- Map showing the Apollo Marine Park
- Location: Bass Strait, Australia
- Nearest town: Apollo Bay, Victoria
- Coordinates: 39°12′S 143°40′E﻿ / ﻿39.20°S 143.66°E
- Area: 1,184 km^{2} (457 sq mi)
- Established: 31 August 2007
- Governing body: Parks Australia
- Website: parksaustralia.gov.au/marine/parks/south-east/

= Apollo Marine Park =

Marine park in Australia in Bass Strait off the coast of Victoria

The Apollo Marine Park (previously known as the Apollo Commonwealth Marine Reserve) is an Australian Marine Park located in Bass Strait off the coast of Victoria and near Tasmania's King Island. The marine park was established in 2007 and covers an area of 1184 km2. It is managed as part of the South-east Marine Parks Network.

One of the reserve's features includes the Otway Depression, a 100 m deep undersea valley joining the Bass Basin to the open ocean. This valley was an outlet channel for the ancient Bass Lake and mainland river systems, which existed during the last ice age.

==Protection==
The Apollo Marine Park has been assigned IUCN protected area category VI and is wholly zoned as "Multiple Use".

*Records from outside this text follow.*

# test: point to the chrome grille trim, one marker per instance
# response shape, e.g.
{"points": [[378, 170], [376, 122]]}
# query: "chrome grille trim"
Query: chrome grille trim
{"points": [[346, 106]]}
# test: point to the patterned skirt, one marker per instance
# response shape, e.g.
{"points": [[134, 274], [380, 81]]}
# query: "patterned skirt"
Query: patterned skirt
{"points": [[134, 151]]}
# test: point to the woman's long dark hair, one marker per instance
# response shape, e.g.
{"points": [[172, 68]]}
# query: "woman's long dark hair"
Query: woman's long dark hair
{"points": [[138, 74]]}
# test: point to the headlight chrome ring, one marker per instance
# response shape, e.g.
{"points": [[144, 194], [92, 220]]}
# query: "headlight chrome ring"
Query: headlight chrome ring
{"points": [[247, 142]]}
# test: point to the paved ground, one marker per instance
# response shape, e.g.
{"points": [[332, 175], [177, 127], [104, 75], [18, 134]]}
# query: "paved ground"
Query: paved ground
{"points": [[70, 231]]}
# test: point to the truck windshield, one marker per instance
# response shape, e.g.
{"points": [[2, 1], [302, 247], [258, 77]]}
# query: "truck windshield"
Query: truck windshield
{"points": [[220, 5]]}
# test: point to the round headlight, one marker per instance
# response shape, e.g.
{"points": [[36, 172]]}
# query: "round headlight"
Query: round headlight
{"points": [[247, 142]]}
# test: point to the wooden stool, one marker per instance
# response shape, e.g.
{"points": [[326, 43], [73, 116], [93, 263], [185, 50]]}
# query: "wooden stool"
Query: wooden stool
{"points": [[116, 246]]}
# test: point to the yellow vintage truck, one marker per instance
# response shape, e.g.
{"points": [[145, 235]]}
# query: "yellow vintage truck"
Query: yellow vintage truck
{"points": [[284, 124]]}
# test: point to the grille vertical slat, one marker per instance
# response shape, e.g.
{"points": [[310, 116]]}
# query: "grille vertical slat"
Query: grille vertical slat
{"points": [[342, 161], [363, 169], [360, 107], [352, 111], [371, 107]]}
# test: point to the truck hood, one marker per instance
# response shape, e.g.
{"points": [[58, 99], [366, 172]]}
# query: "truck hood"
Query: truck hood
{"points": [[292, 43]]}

The following table is a summary of the "Multiple Use Zone" of the marine park:

| Zone | IUCN | Activities permitted |  |  | Area (km^{2}) |
| Recreational fishing | Commercial fishing | Mining |
| Multiple Use | VI | Yes | with approval | with approval | 1,184 |

==Shipwrecks==
The MS City of Rayville is located within the marine reserve near Cape Otway. It was the first American vessel sunk during World War II.